Kirralie Smith04/27/06
Good story, the end was a bit rushed but that was probably because of the word limit?
Jesus Puppy 04/28/06
Well done, and with a topic that is troubling many youths, and even adults, these day. And with most Pop up as they are most don't even need to look, it comes after the unexpecting. Very well expressed, showing the point in the story without much description. Turning the child around in the end, showing the reader they do have a choice and One that will stand by them, no matter what. Good job...
Jan Ackerson 04/29/06
If you end it a bit sooner--with "...the Lord's help" the ending won't seem so rushed. You don't have to tie up all the loose ends, you can trust your readers to do that, if you've done a good job with the story--and you did a great job with this story!
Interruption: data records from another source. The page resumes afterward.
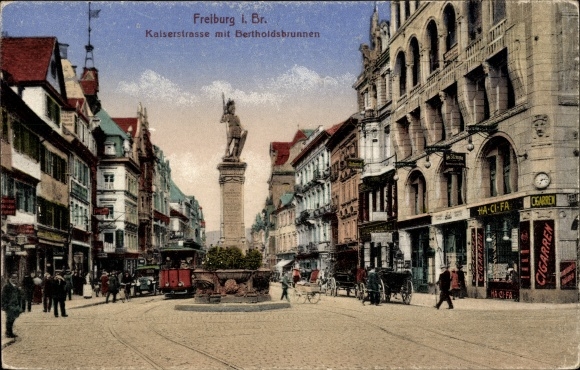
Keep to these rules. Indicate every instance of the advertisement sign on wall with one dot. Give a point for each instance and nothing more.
(544, 255)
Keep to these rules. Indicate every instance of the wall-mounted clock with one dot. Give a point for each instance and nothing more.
(542, 180)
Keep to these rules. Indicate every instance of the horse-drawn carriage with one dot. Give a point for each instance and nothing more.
(341, 281)
(391, 284)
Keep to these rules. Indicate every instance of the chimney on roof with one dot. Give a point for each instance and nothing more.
(63, 49)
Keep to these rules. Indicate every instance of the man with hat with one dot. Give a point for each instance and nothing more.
(59, 294)
(444, 283)
(11, 303)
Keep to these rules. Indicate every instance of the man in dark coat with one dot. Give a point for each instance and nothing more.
(113, 287)
(47, 293)
(444, 286)
(28, 288)
(373, 287)
(59, 294)
(11, 303)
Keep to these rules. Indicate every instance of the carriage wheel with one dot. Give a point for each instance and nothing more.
(387, 294)
(330, 287)
(314, 297)
(407, 291)
(382, 291)
(298, 297)
(363, 292)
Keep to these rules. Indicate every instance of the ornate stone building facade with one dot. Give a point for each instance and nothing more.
(485, 129)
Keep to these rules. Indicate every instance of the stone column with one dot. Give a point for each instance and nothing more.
(232, 230)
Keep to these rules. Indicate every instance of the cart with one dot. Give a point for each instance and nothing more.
(397, 282)
(342, 280)
(307, 292)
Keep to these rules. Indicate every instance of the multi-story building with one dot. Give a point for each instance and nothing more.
(343, 146)
(377, 190)
(37, 179)
(161, 198)
(281, 181)
(142, 151)
(117, 198)
(78, 127)
(485, 129)
(313, 203)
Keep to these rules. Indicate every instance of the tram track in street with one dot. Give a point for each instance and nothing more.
(443, 335)
(155, 363)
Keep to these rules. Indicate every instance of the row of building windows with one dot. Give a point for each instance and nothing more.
(52, 215)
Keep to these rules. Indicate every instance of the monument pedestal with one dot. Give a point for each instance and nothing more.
(232, 230)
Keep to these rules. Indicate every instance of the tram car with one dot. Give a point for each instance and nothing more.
(175, 274)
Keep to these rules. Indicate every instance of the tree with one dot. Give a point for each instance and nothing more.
(253, 259)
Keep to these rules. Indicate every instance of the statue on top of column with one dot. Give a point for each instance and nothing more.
(236, 134)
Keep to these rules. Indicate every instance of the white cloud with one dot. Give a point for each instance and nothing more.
(154, 86)
(215, 90)
(300, 78)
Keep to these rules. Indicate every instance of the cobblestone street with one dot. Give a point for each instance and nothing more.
(336, 333)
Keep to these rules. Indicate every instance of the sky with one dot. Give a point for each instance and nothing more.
(279, 84)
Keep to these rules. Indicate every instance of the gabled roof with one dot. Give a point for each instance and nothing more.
(286, 199)
(109, 127)
(282, 150)
(27, 59)
(129, 125)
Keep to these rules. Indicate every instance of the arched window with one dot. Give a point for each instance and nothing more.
(499, 165)
(474, 18)
(416, 61)
(401, 70)
(449, 19)
(417, 189)
(433, 42)
(498, 11)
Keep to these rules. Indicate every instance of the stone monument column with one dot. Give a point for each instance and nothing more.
(232, 230)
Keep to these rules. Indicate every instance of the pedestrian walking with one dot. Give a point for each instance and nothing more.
(113, 287)
(11, 303)
(47, 291)
(444, 283)
(462, 285)
(104, 283)
(59, 294)
(285, 286)
(69, 283)
(454, 283)
(127, 280)
(37, 296)
(28, 288)
(373, 287)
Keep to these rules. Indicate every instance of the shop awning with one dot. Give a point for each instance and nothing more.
(284, 263)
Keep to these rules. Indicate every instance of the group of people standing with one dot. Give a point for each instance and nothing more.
(18, 299)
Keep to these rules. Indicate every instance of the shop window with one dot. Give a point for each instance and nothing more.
(416, 68)
(433, 43)
(474, 19)
(451, 27)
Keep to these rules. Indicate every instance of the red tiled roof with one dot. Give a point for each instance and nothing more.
(126, 123)
(334, 128)
(27, 59)
(282, 150)
(90, 81)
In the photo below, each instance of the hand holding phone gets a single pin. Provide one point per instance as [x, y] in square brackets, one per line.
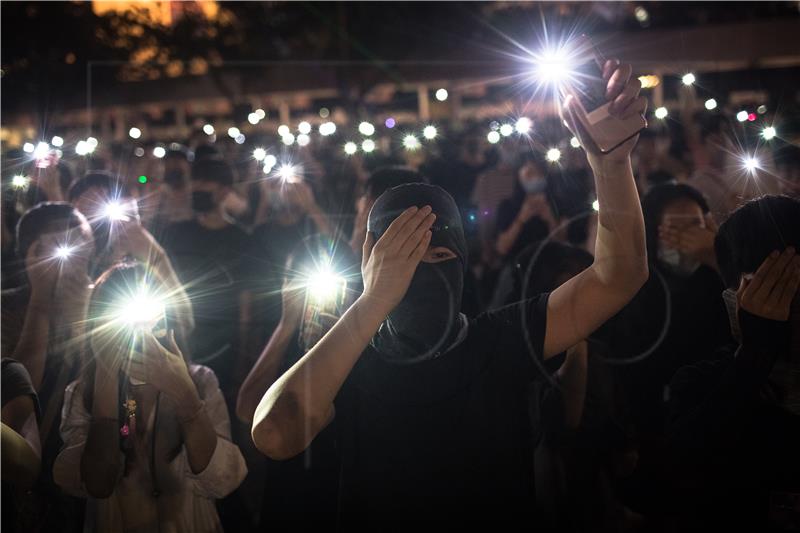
[602, 106]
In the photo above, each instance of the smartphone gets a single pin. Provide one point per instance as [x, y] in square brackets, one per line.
[321, 313]
[588, 88]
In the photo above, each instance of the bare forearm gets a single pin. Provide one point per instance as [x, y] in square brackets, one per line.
[289, 416]
[264, 372]
[620, 250]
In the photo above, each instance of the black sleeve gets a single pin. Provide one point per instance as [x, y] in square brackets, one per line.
[16, 382]
[710, 402]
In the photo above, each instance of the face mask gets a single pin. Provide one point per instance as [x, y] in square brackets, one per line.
[202, 201]
[425, 321]
[533, 187]
[677, 263]
[174, 178]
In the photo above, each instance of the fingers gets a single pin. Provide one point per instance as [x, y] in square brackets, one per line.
[419, 252]
[618, 81]
[768, 274]
[419, 233]
[366, 249]
[626, 97]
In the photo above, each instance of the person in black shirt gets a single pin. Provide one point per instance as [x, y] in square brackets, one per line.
[208, 253]
[734, 420]
[431, 408]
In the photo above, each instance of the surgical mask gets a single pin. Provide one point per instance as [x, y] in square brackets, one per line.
[202, 201]
[424, 323]
[534, 187]
[677, 262]
[174, 177]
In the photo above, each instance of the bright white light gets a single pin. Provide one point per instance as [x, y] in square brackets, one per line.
[523, 125]
[63, 252]
[324, 285]
[41, 150]
[288, 173]
[553, 155]
[410, 142]
[140, 310]
[751, 163]
[365, 128]
[115, 211]
[327, 128]
[553, 66]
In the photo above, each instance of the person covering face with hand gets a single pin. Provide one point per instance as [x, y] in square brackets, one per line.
[431, 409]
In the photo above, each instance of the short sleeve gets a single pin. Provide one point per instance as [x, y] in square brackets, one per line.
[16, 382]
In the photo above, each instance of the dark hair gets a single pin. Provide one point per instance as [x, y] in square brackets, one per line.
[388, 177]
[44, 218]
[98, 180]
[752, 232]
[213, 169]
[552, 260]
[656, 200]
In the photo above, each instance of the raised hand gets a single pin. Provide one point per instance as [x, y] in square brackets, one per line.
[623, 93]
[389, 264]
[770, 291]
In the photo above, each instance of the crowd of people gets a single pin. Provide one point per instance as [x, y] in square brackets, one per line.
[596, 342]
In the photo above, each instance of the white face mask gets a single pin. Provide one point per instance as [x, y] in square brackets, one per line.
[677, 262]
The conflicting voices were wonderfully portrayed.
Becky Depp 05/01/06
Great story! I love it.
T. F. Chezum05/01/06
Very nice story. I agree with Jan about the ending, but you did a great job.
Jean Elizabeth 05/01/06
Great job! I agree that the ending was too tidy but you did a fabulous job portraying the tug-of-war between good and evil. Good writing.
Rita Garcia05/01/06
Touching, heartfelt story. Good job!
Debbie OConnor05/02/06
Great and timely story. I think for "inner strength" I would have liked to see less of the struggle to decide to quit and more of the walking out of the decision. Still, this is a very strong entry. Great writing.
Caitlynn Lowe05/03/06
Nice story, I really enjoyed it. ^_^
Pat Guy 05/03/06
I agree with Jan! You did such a good job on this story you didn't need the last paragraph! Goooood job! Great conflicts! This one should be submitted somewhere.
Maxx .05/03/06
Way to tackle a very difficult topic. Very good! My only suggestion is that anytime you split an article into two halves you are breaking the rythm and flow of the piece. All of the points that you made in the first half could have been made in different ways during the second half. Stated another way, you could have just written the second half and woven the first half in as backstory. (or vice-versa, actually!) Just a suggestion, since you obviously have the skills to write at the highest levels.